At a Glance
- Tasks: Design and build high-fidelity data pipelines using semantic models.
- Company: Fast-growing AI-native consultancy based in London.
- Benefits: Hybrid working model, high autonomy, and significant responsibility.
- Other info: Opportunity to work with cutting-edge technology in a dynamic environment.
- Why this job: Shape the future of AI-native products and standards.
- Qualifications: 5–8 years of data engineering experience with strong SQL and Python skills.
The predicted salary is between 60000 - 80000 £ per year.
A fast-growing AI-native consultancy in London is seeking an experienced Data Engineer to design and build high-fidelity data pipelines aligned with semantic models. The ideal candidate will have 5–8 years of experience in data engineering, strong SQL and Python skills, and familiarity with cloud platforms like AWS, Azure, or GCP. This role offers a hybrid working model, high autonomy, and significant responsibility in shaping AI-native products and standards.
Senior Data Engineer - Semantic & Knowledge-Graph Pipelines employer: develop
Join a dynamic consultancy that prioritises employee growth and fosters a collaborative work culture in the heart of London. With a focus on health sector transformation, we offer competitive salaries, hybrid working options, and opportunities to lead impactful projects while mentoring the next generation of consultants. Our commitment to professional development ensures that you will thrive in an environment that values innovation and strategic thinking.
StudySmarter Expert Advice🤫
We think this is how you could land Senior Data Engineer - Semantic & Knowledge-Graph Pipelines
✨Tip Number 1
Network like a pro! Reach out to your connections in the data engineering field, especially those who work with semantic models or AI. A friendly chat can lead to insider info about job openings that aren't even advertised yet.
✨Tip Number 2
Show off your skills! Create a portfolio showcasing your best data pipelines and projects. This is your chance to demonstrate your SQL and Python prowess, so make it visually appealing and easy to navigate.
✨Tip Number 3
Prepare for interviews by brushing up on common data engineering questions, especially around cloud platforms like AWS, Azure, or GCP. We recommend doing mock interviews with friends or using online platforms to get comfortable with the format.
✨Tip Number 4
Don’t forget to apply through our website! It’s the best way to ensure your application gets seen by the right people. Plus, we love seeing candidates who take the initiative to connect directly with us.
We think you need these skills to ace Senior Data Engineer - Semantic & Knowledge-Graph Pipelines
Some tips for your application 🫡
Show Off Your Skills:Make sure to highlight your SQL and Python skills in your application.

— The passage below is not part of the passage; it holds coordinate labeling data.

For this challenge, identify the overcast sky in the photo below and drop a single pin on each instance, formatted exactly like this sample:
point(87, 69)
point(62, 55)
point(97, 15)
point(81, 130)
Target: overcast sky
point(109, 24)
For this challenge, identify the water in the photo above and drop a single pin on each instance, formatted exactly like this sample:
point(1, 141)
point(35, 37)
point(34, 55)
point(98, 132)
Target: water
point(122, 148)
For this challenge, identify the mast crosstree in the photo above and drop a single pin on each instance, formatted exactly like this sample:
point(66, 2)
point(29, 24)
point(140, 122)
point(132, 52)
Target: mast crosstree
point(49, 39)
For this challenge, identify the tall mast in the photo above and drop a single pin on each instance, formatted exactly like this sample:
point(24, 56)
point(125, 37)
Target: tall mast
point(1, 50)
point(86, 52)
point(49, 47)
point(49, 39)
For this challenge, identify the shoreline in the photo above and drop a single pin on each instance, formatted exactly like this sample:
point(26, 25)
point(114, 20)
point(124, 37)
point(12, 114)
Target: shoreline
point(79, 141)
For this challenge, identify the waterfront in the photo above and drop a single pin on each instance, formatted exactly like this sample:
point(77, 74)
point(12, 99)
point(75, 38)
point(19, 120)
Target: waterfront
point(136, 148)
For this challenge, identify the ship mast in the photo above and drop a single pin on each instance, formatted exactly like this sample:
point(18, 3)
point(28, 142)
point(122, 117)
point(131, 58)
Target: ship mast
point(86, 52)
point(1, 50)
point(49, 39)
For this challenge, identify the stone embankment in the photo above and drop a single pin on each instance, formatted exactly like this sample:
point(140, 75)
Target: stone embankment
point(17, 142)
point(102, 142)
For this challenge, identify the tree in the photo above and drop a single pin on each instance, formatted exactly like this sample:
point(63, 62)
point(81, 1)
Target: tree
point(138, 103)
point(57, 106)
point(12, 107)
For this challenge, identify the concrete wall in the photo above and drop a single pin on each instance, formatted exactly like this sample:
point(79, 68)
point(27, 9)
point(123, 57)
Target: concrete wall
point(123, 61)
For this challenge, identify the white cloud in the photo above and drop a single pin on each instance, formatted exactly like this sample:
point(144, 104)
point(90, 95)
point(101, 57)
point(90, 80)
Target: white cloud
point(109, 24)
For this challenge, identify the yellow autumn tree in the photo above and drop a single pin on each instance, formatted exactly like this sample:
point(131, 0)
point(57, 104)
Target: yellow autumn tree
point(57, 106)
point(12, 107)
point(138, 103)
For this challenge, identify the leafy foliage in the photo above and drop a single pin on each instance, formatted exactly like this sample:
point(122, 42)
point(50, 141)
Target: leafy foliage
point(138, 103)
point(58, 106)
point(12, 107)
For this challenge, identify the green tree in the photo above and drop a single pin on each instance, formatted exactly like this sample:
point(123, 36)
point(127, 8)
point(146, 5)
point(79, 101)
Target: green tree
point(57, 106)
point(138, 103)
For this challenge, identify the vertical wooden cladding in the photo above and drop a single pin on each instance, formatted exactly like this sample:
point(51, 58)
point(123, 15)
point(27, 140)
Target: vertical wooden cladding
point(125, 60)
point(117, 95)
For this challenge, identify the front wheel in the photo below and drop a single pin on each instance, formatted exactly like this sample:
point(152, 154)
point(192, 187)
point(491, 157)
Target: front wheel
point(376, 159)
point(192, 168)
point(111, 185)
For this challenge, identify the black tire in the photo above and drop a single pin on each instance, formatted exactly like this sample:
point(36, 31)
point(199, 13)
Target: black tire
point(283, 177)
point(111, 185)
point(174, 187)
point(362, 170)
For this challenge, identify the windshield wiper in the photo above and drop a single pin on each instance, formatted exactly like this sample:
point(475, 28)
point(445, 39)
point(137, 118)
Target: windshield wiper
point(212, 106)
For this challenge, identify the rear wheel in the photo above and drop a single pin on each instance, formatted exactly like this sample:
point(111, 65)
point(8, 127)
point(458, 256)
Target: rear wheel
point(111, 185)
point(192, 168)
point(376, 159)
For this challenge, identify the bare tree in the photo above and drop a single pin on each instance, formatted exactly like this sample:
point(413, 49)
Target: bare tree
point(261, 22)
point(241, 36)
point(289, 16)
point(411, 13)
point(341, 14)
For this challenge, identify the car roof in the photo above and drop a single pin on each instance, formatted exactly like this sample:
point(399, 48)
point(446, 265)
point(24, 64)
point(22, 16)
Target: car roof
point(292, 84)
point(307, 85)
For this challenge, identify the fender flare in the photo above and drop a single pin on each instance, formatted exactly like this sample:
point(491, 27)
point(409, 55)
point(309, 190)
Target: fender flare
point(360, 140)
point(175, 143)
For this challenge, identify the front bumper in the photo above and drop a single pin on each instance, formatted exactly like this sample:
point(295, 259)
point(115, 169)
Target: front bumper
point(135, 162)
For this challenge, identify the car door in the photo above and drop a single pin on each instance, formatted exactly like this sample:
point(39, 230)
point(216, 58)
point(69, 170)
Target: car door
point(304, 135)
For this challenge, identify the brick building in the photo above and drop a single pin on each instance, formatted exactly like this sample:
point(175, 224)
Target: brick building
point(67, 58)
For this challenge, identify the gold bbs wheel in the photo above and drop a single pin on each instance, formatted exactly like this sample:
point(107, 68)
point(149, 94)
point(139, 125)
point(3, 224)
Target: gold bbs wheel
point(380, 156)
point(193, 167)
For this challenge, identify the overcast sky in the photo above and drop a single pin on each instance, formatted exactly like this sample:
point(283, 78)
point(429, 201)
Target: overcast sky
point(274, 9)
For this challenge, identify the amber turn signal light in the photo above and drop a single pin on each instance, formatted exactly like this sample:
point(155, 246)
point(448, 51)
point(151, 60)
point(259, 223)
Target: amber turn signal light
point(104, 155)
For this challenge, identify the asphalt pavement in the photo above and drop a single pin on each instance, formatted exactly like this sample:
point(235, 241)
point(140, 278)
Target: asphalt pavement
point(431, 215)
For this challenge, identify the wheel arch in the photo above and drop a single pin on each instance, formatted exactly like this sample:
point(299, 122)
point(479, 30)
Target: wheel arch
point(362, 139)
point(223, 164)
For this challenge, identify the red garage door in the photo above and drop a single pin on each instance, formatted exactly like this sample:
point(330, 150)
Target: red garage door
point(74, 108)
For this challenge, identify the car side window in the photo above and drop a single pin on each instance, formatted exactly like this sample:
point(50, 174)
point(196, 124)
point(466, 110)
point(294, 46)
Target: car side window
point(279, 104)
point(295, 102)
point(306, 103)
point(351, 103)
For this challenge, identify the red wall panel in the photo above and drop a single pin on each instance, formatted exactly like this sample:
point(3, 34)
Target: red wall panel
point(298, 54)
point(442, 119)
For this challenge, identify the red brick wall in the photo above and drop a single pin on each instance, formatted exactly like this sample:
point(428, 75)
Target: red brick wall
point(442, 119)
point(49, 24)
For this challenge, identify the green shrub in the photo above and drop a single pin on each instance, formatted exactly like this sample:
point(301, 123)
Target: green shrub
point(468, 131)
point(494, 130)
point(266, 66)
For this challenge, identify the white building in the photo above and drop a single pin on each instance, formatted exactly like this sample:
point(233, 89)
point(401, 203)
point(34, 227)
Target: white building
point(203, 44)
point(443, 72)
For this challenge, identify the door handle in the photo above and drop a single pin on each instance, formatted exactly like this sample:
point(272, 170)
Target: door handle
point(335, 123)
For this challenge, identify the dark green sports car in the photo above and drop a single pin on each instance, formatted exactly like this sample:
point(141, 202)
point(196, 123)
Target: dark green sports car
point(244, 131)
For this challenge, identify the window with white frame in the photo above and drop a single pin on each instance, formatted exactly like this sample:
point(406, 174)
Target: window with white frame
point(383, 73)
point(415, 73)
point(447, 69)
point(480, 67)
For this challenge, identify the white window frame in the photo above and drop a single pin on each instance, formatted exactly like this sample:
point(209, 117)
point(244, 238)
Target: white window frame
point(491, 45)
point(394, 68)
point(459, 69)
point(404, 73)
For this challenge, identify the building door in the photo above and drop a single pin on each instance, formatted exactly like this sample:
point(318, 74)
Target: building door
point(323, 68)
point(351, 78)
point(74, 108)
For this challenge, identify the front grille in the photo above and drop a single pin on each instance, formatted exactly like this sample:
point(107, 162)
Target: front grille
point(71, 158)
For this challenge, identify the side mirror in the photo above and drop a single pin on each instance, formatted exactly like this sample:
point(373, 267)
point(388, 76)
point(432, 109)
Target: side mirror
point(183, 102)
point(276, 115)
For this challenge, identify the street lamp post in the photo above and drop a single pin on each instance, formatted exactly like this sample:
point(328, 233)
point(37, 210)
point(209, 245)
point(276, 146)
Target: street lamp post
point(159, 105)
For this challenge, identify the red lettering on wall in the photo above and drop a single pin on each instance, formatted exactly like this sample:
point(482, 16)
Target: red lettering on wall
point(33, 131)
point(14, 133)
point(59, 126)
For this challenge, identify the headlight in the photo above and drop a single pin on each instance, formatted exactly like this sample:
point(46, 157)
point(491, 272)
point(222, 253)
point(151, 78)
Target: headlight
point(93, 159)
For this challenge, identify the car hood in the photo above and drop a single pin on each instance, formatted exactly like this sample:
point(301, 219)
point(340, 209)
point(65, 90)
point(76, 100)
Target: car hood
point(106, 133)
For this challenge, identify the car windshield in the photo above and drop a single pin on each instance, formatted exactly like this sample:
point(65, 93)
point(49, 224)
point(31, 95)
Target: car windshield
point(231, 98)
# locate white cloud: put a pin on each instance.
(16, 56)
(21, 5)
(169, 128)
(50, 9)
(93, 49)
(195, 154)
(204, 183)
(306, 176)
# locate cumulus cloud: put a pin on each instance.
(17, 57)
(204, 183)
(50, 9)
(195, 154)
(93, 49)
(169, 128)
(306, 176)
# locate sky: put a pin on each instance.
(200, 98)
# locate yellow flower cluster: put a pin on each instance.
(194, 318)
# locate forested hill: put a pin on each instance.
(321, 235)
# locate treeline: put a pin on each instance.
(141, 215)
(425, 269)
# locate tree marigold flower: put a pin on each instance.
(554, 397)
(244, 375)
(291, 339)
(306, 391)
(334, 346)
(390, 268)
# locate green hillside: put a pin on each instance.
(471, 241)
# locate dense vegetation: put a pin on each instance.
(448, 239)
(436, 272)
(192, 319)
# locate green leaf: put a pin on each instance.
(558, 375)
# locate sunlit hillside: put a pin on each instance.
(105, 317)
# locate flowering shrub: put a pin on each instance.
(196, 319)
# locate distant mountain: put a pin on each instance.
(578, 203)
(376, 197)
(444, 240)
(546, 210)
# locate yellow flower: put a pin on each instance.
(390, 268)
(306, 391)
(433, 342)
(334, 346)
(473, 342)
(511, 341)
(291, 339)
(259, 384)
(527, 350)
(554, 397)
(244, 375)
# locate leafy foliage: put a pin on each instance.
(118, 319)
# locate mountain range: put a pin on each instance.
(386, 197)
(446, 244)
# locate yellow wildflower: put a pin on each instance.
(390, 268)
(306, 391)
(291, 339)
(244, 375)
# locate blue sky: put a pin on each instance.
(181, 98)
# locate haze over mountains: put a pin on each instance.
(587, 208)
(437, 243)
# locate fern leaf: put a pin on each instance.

We want to see how your experience aligns with the role, so don’t hold back on showcasing your technical prowess!
Tailor Your Application:Take a moment to customise your CV and cover letter for this specific role. Mention your experience with cloud platforms like AWS, Azure, or GCP, as it’s super relevant to what we’re looking for.
Be Authentic:Let your personality shine through in your written application. We value authenticity and want to get a sense of who you are beyond just your technical skills.
Apply Through Our Website:We encourage you to apply directly through our website. It’s the best way for us to receive your application and ensures you’re considered for this exciting opportunity!
How to prepare for a job interview at develop
✨Know Your Data Inside Out
Make sure you brush up on your SQL and Python skills before the interview. Be ready to discuss specific projects where you've designed and built data pipelines, especially those that align with semantic models. This will show your depth of knowledge and experience.
✨Familiarise Yourself with Cloud Platforms
Since the role requires familiarity with AWS, Azure, or GCP, take some time to review the key features and services of these platforms. Be prepared to share examples of how you've used them in past projects, as this will demonstrate your practical experience.
✨Showcase Your Problem-Solving Skills
Data engineering often involves tackling complex problems. Think of a challenging situation you've faced in your previous roles and be ready to explain how you approached it, the solutions you considered, and the outcome. This will highlight your analytical thinking and creativity.
✨Emphasise Autonomy and Responsibility
This role offers high autonomy, so be sure to convey your ability to work independently. Share examples of times when you've taken initiative or led projects, and how you managed your responsibilities. This will reassure them that you're capable of shaping AI-native products effectively.